RNA-Sequencing Based Approach to Identify Novel Pathways Regulating Atrophic and Hypertrophic Renal Remodeling

Session Information

Category: Chronic Kidney Disease (Non-Dialysis)

  • 301 CKD: Risk Factors for Incidence and Progression


  • Paterson, Mark, Medical College of Wisconsin, Milwaukee, Wisconsin, United States
  • Kriegel, Alison J., Medical College of Wisconsin, Milwaukee, Wisconsin, United States

There is a great need to understand the mechanisms that regulate renal survival to preserve tubular function in patients with various forms of renal disease. In previous studies in Sprague Dawley rats we observed that excision of 2/3 of the left kidney resulted in atrophy of the remnant kidney, while excisions of both 2/3 of the left kidney and the entire right kidney resulted a robust hypertrophy of the remnant kidney from 5 to 7 weeks after surgery. The sole difference between these models is the presence or absence of the right kidney, providing a well-controlled opportunity to explore mechanisms that promote survival and senescence. The goal of this study was to identify molecular pathways that regulate renal hypertrophy and atrophy by the contrasting mRNA expression changes within each model. We hypothesized that transcript analysis would reveal unique expression profiles, highlighting the distinct stress response in each state.

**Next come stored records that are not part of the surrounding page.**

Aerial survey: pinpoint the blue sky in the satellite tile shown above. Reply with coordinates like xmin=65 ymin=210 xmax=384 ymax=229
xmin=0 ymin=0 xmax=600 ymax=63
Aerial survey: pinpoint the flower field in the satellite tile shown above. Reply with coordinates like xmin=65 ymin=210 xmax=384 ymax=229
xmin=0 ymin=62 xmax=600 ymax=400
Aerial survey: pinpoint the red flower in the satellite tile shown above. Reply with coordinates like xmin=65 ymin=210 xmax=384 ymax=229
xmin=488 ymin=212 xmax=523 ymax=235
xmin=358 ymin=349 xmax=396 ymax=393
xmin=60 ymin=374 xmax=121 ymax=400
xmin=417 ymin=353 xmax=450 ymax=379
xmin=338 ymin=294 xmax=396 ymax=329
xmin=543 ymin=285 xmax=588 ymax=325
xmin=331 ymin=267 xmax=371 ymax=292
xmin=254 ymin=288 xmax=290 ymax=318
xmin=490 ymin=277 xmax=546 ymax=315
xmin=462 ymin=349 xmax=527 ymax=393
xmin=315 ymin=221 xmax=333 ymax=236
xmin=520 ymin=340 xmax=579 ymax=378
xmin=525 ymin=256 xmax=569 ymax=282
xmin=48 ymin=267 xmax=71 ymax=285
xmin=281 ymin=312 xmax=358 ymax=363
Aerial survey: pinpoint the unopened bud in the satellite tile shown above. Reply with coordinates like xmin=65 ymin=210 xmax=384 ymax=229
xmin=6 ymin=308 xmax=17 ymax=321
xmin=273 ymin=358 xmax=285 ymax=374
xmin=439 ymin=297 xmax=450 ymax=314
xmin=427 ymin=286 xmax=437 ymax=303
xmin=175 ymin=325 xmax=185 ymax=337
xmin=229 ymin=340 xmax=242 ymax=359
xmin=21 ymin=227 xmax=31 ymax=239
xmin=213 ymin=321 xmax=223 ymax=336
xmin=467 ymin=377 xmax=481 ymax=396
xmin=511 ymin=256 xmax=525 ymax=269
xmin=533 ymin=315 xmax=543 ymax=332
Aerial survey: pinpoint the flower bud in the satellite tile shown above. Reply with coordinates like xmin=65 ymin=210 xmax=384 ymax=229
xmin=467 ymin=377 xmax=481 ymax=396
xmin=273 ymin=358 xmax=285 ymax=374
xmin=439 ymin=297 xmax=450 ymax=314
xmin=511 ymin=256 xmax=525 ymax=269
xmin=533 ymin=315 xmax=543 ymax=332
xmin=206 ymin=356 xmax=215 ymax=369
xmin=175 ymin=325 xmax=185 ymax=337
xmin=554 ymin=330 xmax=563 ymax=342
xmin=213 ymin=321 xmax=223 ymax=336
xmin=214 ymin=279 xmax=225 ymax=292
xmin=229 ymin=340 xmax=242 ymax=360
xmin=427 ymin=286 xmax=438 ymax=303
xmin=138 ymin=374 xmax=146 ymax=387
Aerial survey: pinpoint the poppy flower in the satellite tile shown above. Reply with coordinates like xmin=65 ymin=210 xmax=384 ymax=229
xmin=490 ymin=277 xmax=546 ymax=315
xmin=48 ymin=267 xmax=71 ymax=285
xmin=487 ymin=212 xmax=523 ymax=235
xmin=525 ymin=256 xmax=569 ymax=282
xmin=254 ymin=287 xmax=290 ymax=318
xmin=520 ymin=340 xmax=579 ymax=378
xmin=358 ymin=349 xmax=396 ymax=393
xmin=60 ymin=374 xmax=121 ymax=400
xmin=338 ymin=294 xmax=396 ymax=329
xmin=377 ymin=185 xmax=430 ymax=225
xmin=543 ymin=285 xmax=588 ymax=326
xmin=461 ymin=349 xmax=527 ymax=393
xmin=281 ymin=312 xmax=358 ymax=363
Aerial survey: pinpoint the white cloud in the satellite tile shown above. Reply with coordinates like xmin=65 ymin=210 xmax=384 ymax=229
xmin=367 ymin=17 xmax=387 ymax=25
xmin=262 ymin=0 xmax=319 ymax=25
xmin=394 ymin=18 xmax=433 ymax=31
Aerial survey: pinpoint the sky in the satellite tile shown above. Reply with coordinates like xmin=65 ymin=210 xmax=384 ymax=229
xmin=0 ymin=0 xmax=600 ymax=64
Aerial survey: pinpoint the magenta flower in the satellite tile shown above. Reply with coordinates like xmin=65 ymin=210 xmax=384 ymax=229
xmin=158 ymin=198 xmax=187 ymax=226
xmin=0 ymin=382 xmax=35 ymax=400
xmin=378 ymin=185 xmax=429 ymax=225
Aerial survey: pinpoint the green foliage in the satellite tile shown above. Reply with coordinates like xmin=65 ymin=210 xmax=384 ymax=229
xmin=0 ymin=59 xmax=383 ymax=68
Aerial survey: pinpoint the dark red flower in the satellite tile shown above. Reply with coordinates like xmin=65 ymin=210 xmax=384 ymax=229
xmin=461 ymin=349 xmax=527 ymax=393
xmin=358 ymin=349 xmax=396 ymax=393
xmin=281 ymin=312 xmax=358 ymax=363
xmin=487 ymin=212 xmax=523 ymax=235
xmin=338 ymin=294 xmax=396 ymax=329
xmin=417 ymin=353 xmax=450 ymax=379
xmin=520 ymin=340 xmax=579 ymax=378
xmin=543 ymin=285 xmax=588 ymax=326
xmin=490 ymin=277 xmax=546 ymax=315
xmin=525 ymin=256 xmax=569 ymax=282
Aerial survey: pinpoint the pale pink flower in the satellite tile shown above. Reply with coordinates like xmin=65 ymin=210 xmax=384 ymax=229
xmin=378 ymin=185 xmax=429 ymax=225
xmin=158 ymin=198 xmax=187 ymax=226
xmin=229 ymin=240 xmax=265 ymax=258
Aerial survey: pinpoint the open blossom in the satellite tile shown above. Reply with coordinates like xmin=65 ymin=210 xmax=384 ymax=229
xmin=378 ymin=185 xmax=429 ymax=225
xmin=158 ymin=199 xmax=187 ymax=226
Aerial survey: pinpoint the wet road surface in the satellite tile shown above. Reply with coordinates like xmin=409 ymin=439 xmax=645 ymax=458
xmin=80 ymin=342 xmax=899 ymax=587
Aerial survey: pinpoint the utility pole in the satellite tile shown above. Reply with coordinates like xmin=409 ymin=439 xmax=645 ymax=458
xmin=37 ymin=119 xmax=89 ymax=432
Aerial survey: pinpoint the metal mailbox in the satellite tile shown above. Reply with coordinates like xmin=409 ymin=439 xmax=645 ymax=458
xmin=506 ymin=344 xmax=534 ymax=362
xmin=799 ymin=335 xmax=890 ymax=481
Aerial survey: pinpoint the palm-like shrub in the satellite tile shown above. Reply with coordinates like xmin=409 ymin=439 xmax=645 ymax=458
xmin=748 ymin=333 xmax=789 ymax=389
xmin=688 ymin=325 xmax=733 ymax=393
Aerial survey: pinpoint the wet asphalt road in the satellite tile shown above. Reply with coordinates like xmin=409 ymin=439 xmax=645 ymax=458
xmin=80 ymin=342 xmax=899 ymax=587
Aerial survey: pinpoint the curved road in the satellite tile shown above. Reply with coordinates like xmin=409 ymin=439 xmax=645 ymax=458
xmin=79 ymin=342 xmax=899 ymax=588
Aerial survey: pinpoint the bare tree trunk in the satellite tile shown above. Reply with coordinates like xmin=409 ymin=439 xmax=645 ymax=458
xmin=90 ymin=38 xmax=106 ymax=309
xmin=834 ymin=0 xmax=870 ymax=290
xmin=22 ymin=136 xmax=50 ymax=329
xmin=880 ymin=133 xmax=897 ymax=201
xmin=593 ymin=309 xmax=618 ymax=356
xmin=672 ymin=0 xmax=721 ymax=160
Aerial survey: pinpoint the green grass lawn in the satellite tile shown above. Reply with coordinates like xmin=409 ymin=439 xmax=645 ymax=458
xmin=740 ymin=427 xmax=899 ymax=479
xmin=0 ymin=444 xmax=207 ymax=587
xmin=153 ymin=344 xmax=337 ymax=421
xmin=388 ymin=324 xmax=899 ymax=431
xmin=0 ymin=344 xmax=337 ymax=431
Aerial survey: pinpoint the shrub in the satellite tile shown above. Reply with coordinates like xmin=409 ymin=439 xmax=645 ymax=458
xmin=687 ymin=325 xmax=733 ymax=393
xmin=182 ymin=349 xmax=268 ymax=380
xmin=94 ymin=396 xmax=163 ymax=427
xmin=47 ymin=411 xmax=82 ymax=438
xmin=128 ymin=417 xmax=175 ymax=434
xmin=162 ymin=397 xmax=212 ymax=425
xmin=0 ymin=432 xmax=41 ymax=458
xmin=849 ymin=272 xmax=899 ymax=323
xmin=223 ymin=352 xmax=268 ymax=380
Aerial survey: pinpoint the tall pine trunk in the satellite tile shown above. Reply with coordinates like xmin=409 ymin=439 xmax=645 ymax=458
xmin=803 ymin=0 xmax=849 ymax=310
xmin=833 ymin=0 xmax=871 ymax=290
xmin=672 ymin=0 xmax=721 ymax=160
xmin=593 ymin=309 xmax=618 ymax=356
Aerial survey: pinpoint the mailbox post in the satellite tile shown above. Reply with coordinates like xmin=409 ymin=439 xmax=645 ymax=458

We collected remnant kidneys from the atrophic and hypertrophic models (n=6/group), as well as the left kidney in sham operated controls 6 weeks after respective surgery (n=5). Next-generation RNA sequencing of these samples was performed, and subsequent statistical and Ingenuity Pathway Analysis (IPA) was completed.


Comparison of RNA expression in atrophic and hypertrophic remnant kidneys against sham control kidneys identified 1112 and 867 differentially expressed transcripts (DET; adjusted p-value <0.05), respectively. In the atrophic kidney nearly 1/3 of the DET were downregulated (32.4%). IPA revealed an enrichment of numerous downregulated transcripts encoding proteins within electron transport chain and amino acid synthesis pathways, among others, consistent with changes expected in senescent tissue. The transcripts altered in the hypertrophic kidney were overwhelmingly upregulated (98.5%), enriched in pathways related to hypertrophic growth and many others. This analysis also revealed novel upstream pathways enriched with differentially expressed transcripts that will be explored to nominate therapeutic targets for functional evaluation in these models.


Together our data suggest that these remnant kidney models will allow us to appropriately model processes relevant to renal hypertrophy and renal atrophy and indentify molecular pathways involved with morphological and functional changes.